Validate a numeric column against logical and domain-specific constraints.
This function performs diagnostic checks on a specified numeric column in a pandas DataFrame. It identifies values that fall outside an expected range or violate negative-value rules. The function does not modify the original DataFrame; instead, it returns a new DataFrame containing only the rows where violations occurred, along with a textual description of the issue found. This makes the function suitable for automated data validation pipelines, testing, and reporting.
Parameters
Name
Type
Description
Default
df
pandas.DataFrame
The input DataFrame containing the numeric column to check.
required
column
str
The name of the numeric column to be validated. The function will raise a KeyError if this column is not found in the DataFrame.
required
min_value
float
The minimum allowed value (inclusive). If provided, any value in the column that is strictly less than this threshold is considered a violation.
None
max_value
float
The maximum allowed value (inclusive).
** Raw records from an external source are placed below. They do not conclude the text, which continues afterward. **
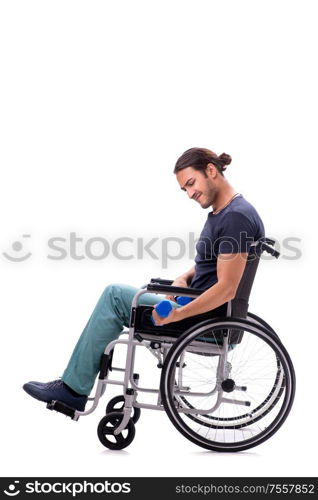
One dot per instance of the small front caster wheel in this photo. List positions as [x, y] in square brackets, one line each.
[117, 404]
[108, 425]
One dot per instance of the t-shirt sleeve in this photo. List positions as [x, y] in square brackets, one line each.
[236, 234]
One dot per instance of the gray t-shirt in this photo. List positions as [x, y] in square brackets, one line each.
[232, 230]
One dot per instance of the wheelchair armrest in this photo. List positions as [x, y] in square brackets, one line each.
[160, 281]
[174, 290]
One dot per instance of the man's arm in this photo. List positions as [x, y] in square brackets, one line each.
[183, 280]
[230, 268]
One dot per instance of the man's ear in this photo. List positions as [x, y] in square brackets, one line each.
[211, 170]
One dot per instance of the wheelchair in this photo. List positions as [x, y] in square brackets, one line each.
[227, 382]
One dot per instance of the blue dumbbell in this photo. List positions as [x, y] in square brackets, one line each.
[163, 309]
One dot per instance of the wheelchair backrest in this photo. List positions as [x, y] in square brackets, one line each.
[239, 305]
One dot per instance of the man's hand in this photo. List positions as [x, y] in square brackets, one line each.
[177, 282]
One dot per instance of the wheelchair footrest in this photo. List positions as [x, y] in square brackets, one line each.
[61, 408]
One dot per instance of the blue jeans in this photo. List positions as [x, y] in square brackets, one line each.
[110, 315]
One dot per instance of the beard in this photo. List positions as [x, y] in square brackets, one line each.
[208, 196]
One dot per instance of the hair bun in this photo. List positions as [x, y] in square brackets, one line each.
[224, 160]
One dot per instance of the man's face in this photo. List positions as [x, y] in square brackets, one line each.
[198, 187]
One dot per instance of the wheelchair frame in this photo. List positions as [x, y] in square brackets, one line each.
[163, 348]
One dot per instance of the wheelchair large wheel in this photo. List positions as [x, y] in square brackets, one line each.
[228, 403]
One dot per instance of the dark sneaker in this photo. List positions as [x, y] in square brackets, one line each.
[56, 391]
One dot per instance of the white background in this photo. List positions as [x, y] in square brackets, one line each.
[98, 100]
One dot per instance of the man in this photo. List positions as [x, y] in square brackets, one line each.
[222, 249]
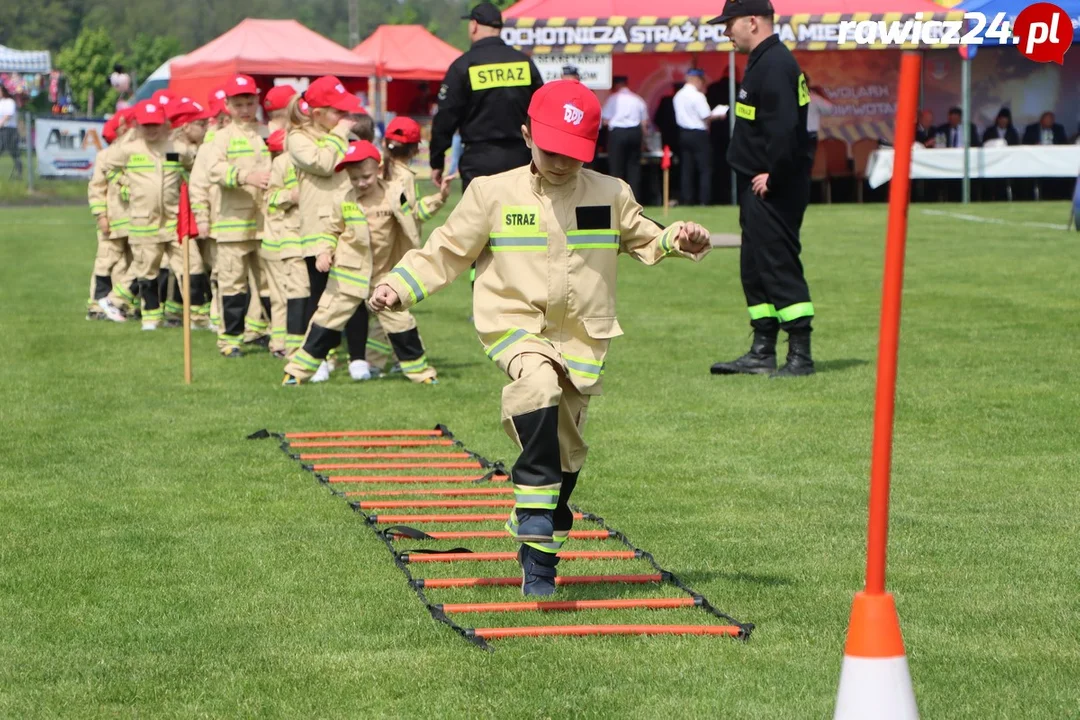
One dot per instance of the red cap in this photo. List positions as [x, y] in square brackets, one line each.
[403, 130]
[277, 140]
[359, 151]
[278, 97]
[327, 92]
[162, 97]
[149, 112]
[566, 119]
[241, 84]
[185, 110]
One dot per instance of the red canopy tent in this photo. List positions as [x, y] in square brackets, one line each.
[266, 49]
[407, 52]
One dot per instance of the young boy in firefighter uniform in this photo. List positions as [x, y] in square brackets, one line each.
[188, 120]
[107, 203]
[282, 253]
[205, 199]
[401, 144]
[152, 173]
[545, 239]
[343, 253]
[239, 164]
[318, 139]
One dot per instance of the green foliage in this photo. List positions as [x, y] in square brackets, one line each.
[88, 64]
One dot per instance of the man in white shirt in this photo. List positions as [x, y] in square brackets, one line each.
[9, 128]
[626, 117]
[693, 116]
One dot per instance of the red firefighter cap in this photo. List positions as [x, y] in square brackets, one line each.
[277, 140]
[162, 97]
[358, 152]
[241, 84]
[185, 110]
[327, 92]
[278, 97]
[403, 130]
[566, 119]
[149, 112]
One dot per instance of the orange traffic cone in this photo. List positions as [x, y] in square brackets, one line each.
[874, 679]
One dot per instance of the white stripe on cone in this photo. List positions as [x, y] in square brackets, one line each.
[875, 689]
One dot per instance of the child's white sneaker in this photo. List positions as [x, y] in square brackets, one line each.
[322, 375]
[360, 370]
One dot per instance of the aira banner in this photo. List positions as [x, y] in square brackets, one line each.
[66, 147]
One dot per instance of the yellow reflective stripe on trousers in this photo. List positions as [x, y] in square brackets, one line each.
[349, 277]
[583, 366]
[796, 311]
[503, 343]
[592, 240]
[761, 311]
[416, 288]
[512, 242]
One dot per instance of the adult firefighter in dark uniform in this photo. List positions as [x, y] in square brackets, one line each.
[770, 153]
[485, 96]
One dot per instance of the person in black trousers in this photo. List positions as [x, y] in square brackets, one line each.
[770, 153]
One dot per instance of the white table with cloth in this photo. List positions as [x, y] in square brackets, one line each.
[1033, 161]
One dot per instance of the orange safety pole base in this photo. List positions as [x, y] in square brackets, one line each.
[405, 479]
[397, 504]
[405, 519]
[652, 603]
[396, 465]
[875, 681]
[431, 491]
[434, 583]
[501, 534]
[576, 630]
[382, 456]
[496, 557]
[372, 444]
[366, 433]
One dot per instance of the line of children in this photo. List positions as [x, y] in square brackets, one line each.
[545, 240]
If provided, any value in the column that is strictly greater than this threshold is considered a violation.
None
allow_negative
bool
When set to False, any negative numeric value will be treated as a violation, regardless of the specified min_value.
True
Returns
Name
Type
Description
pandas.DataFrame
A DataFrame containing all rows where at least one validation rule was broken. The returned DataFrame will contain all original columns plus an additional column named "violation_reason" describing the type of constraint that was violated. If the column contains no invalid values, an empty DataFrame is returned.
Raises
Name
Type
Description
KeyError
If the specified column is not present in the input DataFrame.
TypeError
If the specified column cannot be interpreted as numeric (e.g., contains non-numeric strings).